Where there is smoke there is fire. It turns out mercury, inorganic mercury, not the kind of mercury you find in fish, has been rising for many years in American blood. This could explain the connection between mercury and PON1 gene suppression in little boys. A researcher by the name of Dan Laks analyzed the 1999-2006 NHANES data set for 6,174 women between the ages of 18-49 to determine trends in their inorganic mercury levels. He analyzed the blood results and found inorganic mercury detection rose sharply from 2 percent in 1999-2000 to 30 percent in 2005-2006. In other words, only 2 percent of women of childbearing age had detectable levels of inorganic mercury in their blood at the end of 2000 but by 2006 the number of women with detectable levels of inorganic mercury rose to 30 percent. Dr. Laks concluded that inorganic mercury must be accumulating within the human body due to long term exposures. Where is all this inorganic mercury coming from?
For starters, the chlorine used to bleach flour may contain up to 1 ppm inorganic mercury according to international regulations which all countries must obey. The average American consumed 94 pounds per year of wheat flour in 2015 according to the USDA food availability data system. How much of that flour was bleached remains unknown but you can bet most Americans do not know that bleached flour may contain up to 1 ppm inorganic mercury. Nor do they know increasing inorganic mercury levels in their blood is associated with the development of type-2 diabetes. By reducing your consumption of white flour products, you may reduce your exposure to some of the inorganic mercury in the food supply but not all. In addition to bleached flour, inorganic mercury may be found in many other food ingredients.
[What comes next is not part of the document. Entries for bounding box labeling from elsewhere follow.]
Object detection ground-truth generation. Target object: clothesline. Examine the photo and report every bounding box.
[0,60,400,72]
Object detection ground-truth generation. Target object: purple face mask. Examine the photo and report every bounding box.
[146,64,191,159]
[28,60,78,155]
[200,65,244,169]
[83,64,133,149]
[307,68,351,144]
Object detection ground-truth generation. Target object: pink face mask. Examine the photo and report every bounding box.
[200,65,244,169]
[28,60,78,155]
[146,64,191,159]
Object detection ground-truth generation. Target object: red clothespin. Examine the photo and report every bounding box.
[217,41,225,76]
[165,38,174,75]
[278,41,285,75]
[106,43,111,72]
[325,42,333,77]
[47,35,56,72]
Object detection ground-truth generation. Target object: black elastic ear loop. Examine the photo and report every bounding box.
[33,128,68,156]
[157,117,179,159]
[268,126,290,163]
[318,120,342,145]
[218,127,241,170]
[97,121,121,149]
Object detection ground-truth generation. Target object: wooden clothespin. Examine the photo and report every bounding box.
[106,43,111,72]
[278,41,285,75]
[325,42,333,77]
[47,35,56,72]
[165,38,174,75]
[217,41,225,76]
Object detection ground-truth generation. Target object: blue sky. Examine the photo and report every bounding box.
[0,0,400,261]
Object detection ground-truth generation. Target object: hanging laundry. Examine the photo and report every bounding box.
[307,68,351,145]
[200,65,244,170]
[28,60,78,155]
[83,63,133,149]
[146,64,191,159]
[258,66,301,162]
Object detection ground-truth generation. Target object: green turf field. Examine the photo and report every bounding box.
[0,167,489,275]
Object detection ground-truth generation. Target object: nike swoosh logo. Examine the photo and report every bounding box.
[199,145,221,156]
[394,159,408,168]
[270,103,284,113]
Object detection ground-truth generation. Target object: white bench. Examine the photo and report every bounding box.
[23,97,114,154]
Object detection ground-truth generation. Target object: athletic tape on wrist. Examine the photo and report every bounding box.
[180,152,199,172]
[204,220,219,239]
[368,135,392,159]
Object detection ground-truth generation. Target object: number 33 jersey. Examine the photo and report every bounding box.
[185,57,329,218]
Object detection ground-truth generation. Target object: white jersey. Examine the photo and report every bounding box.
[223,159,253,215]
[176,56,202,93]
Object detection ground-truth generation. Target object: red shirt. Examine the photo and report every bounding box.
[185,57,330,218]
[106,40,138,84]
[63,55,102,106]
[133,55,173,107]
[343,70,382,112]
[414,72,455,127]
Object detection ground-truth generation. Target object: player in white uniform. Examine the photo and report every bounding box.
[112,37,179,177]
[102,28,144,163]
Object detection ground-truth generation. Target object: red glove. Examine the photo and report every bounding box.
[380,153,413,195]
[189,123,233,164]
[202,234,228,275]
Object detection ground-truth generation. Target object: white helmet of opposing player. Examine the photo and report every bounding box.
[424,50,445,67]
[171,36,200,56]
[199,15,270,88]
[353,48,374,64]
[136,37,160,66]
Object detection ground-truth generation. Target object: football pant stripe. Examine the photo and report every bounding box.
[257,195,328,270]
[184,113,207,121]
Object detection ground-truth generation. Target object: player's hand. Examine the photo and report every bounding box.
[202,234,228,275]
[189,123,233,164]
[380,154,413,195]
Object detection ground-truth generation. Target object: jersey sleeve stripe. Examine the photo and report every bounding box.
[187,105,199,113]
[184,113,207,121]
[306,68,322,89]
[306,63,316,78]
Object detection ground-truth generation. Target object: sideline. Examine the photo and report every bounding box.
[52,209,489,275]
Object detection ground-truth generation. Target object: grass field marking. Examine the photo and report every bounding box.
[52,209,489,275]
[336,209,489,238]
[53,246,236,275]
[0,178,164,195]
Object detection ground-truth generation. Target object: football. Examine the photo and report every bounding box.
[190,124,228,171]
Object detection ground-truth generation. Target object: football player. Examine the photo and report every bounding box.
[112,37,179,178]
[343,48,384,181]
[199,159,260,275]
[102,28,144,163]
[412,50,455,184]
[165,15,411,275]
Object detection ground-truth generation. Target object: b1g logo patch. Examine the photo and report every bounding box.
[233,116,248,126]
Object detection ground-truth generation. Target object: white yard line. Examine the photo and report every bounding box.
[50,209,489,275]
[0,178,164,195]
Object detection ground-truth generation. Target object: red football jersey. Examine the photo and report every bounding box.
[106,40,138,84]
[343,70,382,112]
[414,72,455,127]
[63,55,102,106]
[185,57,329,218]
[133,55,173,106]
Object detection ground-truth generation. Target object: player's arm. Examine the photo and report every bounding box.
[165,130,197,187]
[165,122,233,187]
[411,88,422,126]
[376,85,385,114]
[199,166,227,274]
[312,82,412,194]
According to a 2013 safety certification document on vegetable oil refining, it turns out there is a significant risk of inorganic mercury contamination in vegetable oils (aka “unhealthy fats”) due to the use of chemical processing aids. USDA reports the average American consumed 36 pounds of vegetable oil in 2010. And of course, mercury can still be found in food products containing fructose and high fructose corn syrup according to comments published in the Environmental Health Journal by Canadian researcher Karen Rideout in 2010. USDA reports the average American consumed about 25 pounds of high fructose corn syrup in 2015. So there is more to “fat” and “sugar” than meets the eye. Then there are the food colors yellow #5 and yellow #6 which may also contain up to 1 ppm inorganic mercury and up to 10 ppm lead according to the U.S. Code of Federal Regulations. There are many other ingredients in the American food supply that may contain allowable mercury and/or lead.
The inconvenient truth is the American food supply is contaminated with inorganic mercury and this mercury may be impacting child development. As inorganic mercury levels continue to rise in the American population via unhealthy diet we are seeing an increase in the prevalence of autism. In addition to inorganic mercury, the allowable levels of lead in the food supply are likely facilitating the increasing prevalence in ADHD.